Brainstorming: The program has endless patience for my random story-related questions and gives me instant stupid or cliche answers. This is great for me because part of my creative process since I was a kid has been seeing in media something that was less than satisfying and my brain flying into all the ways I could have done it better. I ask the program for its opinion on my story question, say "no idiot, instead:" and what comes after is the idea I was looking for from my own mind. Sometimes by total chance it has a good suggestion, and I can work with that too.
Fun uses which are less common:
Comedy use: I once had it generating tweets from Karl Marx about smoking weed every day. The program mixed marxist philosophy and language with contemporary party music to endlessly amusing results. Having historical figures with plenty of reference material from their writings opining on various silly things is very funny to me, especially when the program makes obvious mistakes.

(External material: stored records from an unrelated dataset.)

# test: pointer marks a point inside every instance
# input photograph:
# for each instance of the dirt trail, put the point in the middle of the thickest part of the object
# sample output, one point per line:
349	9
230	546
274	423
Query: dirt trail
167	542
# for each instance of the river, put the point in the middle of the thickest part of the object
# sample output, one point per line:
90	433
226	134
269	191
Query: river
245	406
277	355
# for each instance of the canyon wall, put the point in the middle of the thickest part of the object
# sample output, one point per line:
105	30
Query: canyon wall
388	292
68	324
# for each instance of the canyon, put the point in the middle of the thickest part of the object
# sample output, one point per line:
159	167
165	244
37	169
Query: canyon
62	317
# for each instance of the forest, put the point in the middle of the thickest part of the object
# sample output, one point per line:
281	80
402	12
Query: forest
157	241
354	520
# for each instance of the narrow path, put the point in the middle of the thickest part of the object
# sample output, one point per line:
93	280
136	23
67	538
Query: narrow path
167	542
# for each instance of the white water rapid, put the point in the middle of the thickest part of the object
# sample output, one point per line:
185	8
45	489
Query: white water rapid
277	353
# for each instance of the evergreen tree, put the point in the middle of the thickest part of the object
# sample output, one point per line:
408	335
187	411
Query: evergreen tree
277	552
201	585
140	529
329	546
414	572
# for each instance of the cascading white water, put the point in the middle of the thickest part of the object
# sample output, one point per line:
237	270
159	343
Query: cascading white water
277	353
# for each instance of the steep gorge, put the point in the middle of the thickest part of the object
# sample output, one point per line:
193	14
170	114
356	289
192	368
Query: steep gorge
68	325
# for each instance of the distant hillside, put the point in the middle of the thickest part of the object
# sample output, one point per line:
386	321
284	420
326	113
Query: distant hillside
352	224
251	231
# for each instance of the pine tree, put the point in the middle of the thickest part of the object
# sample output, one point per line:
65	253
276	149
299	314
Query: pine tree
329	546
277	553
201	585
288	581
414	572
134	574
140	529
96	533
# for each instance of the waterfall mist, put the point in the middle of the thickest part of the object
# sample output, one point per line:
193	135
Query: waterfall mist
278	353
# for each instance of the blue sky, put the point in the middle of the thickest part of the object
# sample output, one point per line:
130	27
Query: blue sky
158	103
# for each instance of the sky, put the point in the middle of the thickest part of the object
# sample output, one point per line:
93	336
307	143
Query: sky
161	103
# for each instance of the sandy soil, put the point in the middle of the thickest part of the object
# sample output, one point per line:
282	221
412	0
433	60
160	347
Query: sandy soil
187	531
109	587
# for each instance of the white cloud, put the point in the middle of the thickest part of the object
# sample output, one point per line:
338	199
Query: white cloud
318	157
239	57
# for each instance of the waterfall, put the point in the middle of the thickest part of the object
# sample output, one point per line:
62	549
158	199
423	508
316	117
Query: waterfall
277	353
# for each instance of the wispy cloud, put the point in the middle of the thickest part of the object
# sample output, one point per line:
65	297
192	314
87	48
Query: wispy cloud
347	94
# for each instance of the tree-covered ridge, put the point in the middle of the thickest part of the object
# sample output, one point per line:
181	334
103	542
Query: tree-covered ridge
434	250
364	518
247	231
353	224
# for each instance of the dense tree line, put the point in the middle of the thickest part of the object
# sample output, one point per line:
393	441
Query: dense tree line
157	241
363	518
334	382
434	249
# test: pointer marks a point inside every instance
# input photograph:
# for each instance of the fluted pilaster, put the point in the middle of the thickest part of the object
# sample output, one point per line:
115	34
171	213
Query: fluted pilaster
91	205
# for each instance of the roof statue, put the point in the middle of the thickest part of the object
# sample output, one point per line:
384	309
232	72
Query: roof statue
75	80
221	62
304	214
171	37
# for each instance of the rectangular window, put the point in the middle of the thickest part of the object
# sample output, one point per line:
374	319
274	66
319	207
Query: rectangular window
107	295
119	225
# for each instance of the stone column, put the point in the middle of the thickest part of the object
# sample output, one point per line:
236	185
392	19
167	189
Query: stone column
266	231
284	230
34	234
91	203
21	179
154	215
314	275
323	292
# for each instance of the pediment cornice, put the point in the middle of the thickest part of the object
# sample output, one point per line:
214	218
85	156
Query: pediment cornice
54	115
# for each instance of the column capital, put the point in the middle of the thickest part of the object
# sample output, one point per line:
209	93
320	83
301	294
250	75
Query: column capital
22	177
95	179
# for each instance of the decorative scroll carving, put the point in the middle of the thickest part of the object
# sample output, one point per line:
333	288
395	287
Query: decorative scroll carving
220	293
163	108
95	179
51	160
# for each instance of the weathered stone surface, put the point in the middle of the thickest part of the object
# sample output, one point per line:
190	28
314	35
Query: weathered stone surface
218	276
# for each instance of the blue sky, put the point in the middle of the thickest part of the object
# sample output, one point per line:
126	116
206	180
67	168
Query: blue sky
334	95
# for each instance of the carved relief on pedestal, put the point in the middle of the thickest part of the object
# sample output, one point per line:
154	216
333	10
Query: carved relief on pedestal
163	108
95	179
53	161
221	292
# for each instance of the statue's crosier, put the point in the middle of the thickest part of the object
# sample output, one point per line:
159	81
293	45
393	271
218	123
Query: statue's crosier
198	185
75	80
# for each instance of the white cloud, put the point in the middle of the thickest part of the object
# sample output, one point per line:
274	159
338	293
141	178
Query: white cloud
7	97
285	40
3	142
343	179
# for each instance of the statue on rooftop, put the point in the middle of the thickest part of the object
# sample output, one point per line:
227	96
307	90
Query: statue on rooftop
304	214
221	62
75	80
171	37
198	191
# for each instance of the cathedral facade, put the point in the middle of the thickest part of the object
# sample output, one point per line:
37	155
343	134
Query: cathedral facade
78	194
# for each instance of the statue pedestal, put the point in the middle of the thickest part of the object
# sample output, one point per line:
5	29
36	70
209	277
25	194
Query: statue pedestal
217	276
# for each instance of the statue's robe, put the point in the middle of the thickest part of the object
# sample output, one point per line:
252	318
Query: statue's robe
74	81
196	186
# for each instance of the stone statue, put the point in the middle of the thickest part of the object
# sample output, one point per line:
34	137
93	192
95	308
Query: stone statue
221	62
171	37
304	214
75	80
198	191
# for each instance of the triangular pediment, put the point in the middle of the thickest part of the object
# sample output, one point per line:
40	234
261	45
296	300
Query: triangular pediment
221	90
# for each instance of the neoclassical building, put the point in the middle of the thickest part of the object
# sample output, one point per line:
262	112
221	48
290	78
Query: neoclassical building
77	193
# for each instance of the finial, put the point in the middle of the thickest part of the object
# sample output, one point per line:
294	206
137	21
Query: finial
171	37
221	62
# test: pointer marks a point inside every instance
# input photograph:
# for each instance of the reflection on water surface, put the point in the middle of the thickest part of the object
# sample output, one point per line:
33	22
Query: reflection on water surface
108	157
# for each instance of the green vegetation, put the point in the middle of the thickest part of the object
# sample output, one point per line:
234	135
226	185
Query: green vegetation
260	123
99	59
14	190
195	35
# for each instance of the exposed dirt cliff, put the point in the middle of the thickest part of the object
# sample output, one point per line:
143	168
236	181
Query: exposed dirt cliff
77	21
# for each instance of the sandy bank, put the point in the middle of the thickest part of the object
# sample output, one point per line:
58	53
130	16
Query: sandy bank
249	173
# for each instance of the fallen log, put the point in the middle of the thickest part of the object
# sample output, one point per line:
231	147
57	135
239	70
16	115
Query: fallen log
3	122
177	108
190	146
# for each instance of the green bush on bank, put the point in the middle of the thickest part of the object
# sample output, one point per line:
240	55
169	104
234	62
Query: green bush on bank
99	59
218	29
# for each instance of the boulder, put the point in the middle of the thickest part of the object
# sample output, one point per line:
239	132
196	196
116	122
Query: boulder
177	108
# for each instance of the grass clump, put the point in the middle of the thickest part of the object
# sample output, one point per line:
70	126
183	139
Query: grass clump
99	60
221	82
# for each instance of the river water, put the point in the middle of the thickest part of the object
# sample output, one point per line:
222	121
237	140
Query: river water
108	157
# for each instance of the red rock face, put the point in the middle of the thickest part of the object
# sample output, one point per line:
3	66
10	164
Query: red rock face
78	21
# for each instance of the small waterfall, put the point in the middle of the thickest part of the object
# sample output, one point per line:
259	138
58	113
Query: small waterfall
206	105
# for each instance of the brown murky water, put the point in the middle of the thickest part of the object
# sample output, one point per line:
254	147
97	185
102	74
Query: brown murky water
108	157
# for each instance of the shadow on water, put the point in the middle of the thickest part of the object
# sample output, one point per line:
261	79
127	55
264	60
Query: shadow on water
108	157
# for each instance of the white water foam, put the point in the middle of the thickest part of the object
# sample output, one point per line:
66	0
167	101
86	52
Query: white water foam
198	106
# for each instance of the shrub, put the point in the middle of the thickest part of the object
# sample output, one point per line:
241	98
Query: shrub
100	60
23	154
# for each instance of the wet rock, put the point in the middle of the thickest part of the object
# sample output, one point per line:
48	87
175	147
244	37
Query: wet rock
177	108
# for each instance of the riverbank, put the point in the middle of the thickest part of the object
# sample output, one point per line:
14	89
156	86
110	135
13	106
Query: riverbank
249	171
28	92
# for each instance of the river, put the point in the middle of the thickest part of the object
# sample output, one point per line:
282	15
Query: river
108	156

Language Manipulation: If some philosophical text which was written to be deliberately impenetrable is getting too annoying to read, the program is decent at translating. If I plug in a block of text written by Immanual Kant and have the program re-write it in the style of Mark Twain, the material instantly becomes significantly easier to understand. Re-writing it in the style of stereotypical gen-z is hilarious.
Nothing but have it write stories (not shared or used for anything but just for fun). That, and come up with names for things since I struggle with that.
Almost nothing. I sometimes use it to rephrase a question or answer. I refuse to become dependent on AI or contribute to it more than I already unwittingly have.